Au début, pour les enfants, c’était assez vague pour eux ce concept de la mort. « C’était quelque chose qui leur paraissait presque irréel. Comme le fait que quelqu’un puisse être fusillé par ses propres compatriotes. Puis, au fur à mesure des séances, on s’est rendu compte qu’ils avaient vraiment saisi l’absurdité de cet acte et cela les avait vraiment touchés » reprend Nathalie Ferrier. N’ayant pas un gros budget, il a été décidé de faire quelque chose d’intimiste avec beaucoup de symboliques. Le film commence avec deux enfants qui trouvent la photo de leur arrière-arrière grand-père dans leur grenier. Chacun a participé en apportant des éléments, des vieux casques et fusils afin que les décors soient les plus réalistes possibles. « Déjà, il fallait appréhender ces concepts avant de penser à faire le tournage du film. Mais voilà, les enfants étaient très motivés et ils ont bien percuté. Ils se sont vraiment imprégnés des événements de ce conflit et en particulier de la chanson de Craônne qui a été composée dans les tranchées en 1917 pendant ces mutineries ».

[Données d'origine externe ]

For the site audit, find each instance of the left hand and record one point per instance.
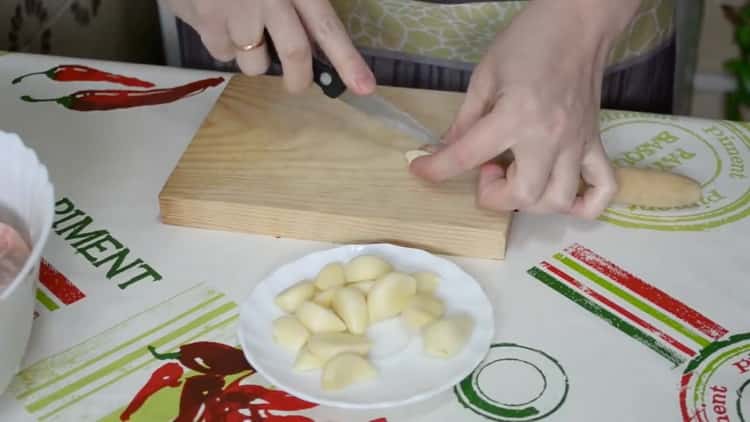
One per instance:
(537, 93)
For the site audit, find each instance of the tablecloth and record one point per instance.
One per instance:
(641, 315)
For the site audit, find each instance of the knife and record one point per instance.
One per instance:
(373, 105)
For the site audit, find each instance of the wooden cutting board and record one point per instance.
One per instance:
(309, 167)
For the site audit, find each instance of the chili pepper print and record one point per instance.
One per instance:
(112, 99)
(197, 391)
(270, 399)
(78, 73)
(258, 401)
(208, 358)
(167, 375)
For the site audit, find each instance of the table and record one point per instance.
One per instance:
(641, 315)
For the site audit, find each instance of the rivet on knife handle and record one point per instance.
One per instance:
(324, 75)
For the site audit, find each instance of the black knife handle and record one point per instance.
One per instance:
(324, 75)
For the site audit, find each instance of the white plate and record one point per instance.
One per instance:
(405, 374)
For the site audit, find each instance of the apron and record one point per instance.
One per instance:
(435, 44)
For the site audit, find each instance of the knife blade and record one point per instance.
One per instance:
(373, 105)
(378, 107)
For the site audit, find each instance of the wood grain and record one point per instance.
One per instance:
(308, 167)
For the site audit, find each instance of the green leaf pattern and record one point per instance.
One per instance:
(463, 32)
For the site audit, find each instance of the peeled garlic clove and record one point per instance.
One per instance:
(328, 345)
(289, 333)
(364, 286)
(427, 282)
(330, 276)
(446, 337)
(366, 267)
(350, 304)
(414, 154)
(346, 369)
(390, 295)
(307, 361)
(324, 298)
(290, 299)
(318, 319)
(421, 310)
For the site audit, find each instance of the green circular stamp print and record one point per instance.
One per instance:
(514, 384)
(715, 385)
(715, 153)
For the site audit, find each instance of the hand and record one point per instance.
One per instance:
(294, 25)
(537, 93)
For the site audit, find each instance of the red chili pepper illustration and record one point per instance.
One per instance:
(258, 401)
(208, 358)
(271, 399)
(198, 390)
(167, 375)
(78, 73)
(111, 99)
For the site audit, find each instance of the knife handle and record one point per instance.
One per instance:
(324, 75)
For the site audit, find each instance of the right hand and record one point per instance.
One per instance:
(294, 25)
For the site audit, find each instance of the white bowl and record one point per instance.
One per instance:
(405, 374)
(27, 200)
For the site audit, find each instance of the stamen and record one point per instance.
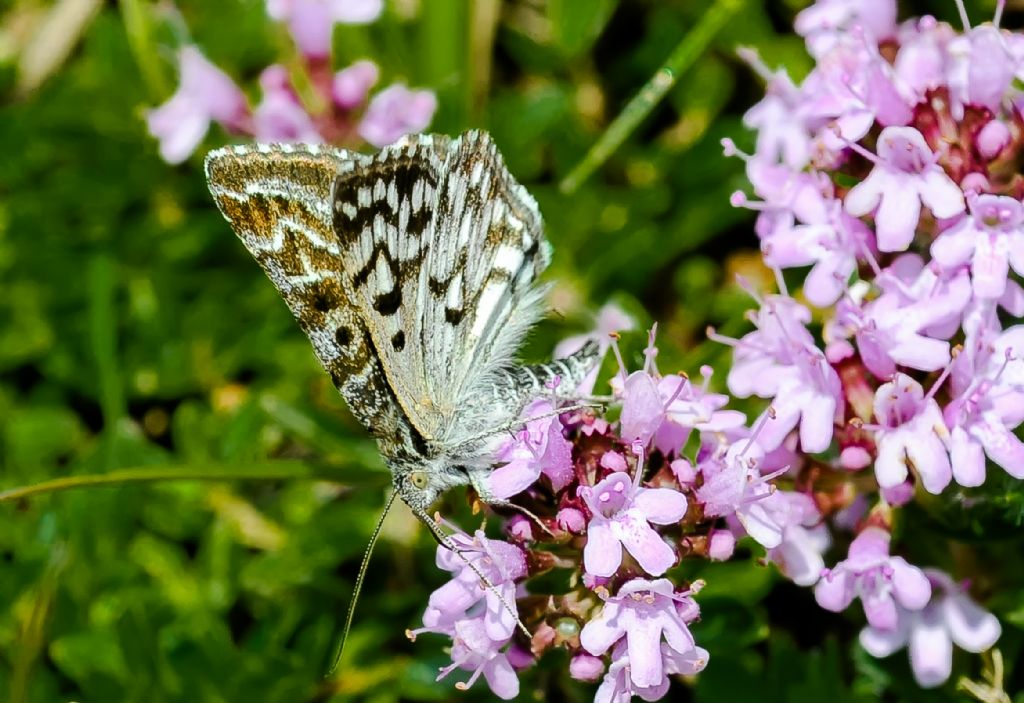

Avec la classe de CM2 d’Aurélie Dubrulle de Pasteur et celle de Luc Delattre de l’école Saint-Exupery, les dernières séquences viennent d’être enregistrées. Les enfants ont ainsi découvert les absurdités de la guerre et en même temps les techniques cinématographiques pour réaliser un film.
Le fruit de leur travail sera à découvrir le samedi 17 mai à l’espace culturel et public La Gare. Un diaporama, sorte de making off, relatera l’envers du décor avec des séquences de tournage dans la tourmente et des scènes de répétition. Après la projection du film, sera présenté officiellement le livre de PEF « Ma guerre de 100 ans » qui va sortir chez Gallimard.